La veille de l’achat de Saint-Cloud au duc d’Orléans, les accusations commencent contre la Reine ; le lendemain elles éclatent. Dépense énorme, murmure-t-on, au moment où les finances sont obérées. Un écriteau de police intérieure, portant : De par la Reine, fait dire insolemment à d’Éprémesnil « qu’il est impolitique et immoral de voir les palais appartenir à une Reine de France[1]. » Les habitants de Saint-Cloud, marqués à la craie, pour loger les gens de la cour qui ne peuvent tenir dans le château, s’élèvent contre la Reine[2] ; et ce peuple, ce peuple que la Reine espérait ramener à elle en revenant à lui… il a ramassé l’épithète tombée des salons du parti français. Que crie-t-il tout le long de la route ? « Nous allons à Saint-Cloud pour voir les eaux et l’Autrichienne[3] ! »
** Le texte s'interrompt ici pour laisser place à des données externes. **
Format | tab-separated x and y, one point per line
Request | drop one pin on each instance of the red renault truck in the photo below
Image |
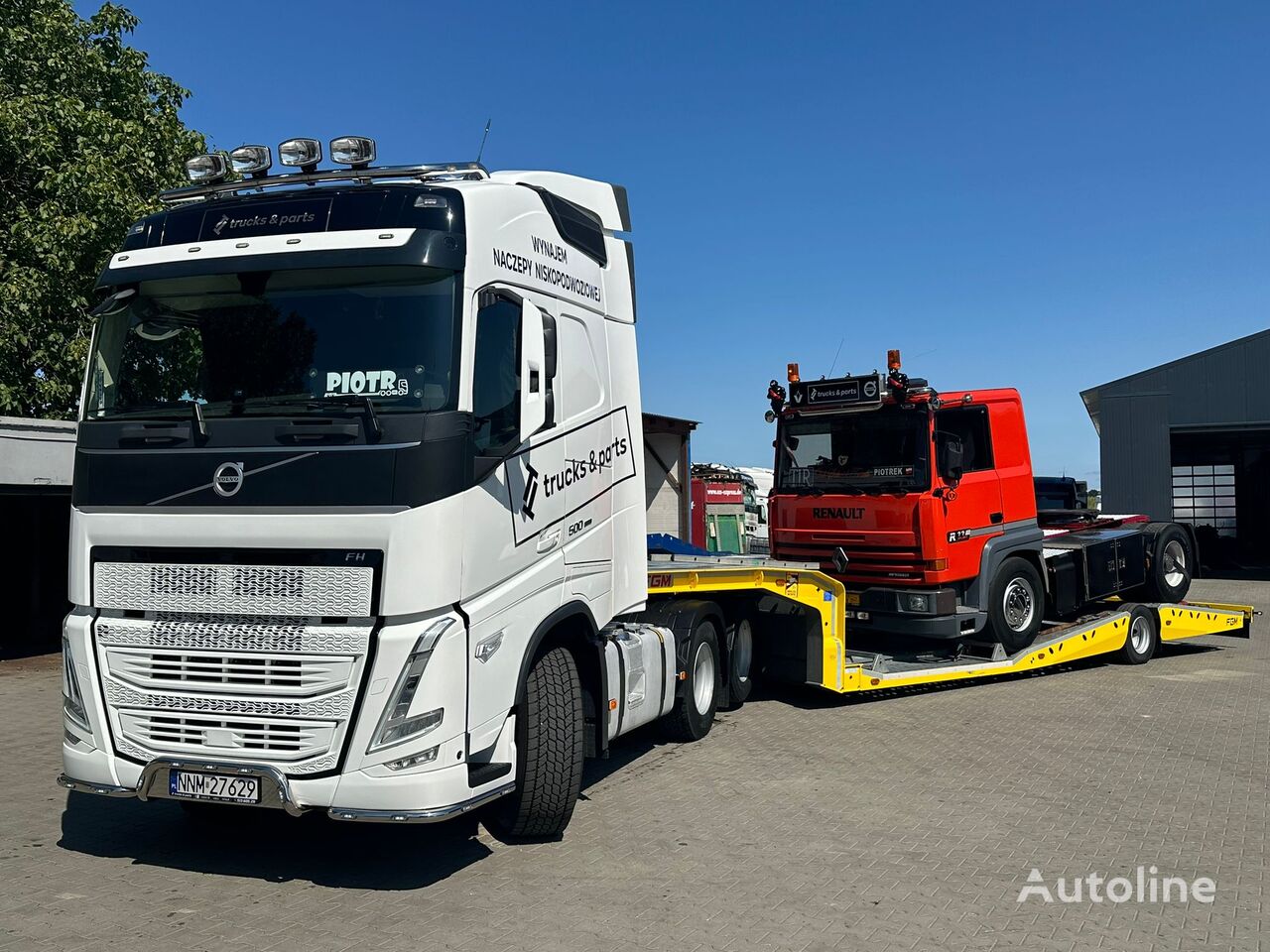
922	504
C’est Marie-Antoinette elle-même qui va dire ses tristesses, ses alarmes, ses pressentiments, dans ces jours déjà menaçants, et où commence à se remuer dans les cœurs ce quelque chose de violent qui annonce à Bossuet les révolutions des empires. La Reine écrit en Angleterre, à quelques années de là :

« Où vous êtes, vous pouvez jouir au moins de la douceur de ne point entendre parler d’affaires. Quoiq-

  1. Mémoires de Mme Campan.
  2. Correspondance secrète (par Métra), vol. XVIII.
  3. Mémoires historiques et politiques du règne de Louis XVI, par Soulavie, vol. IV.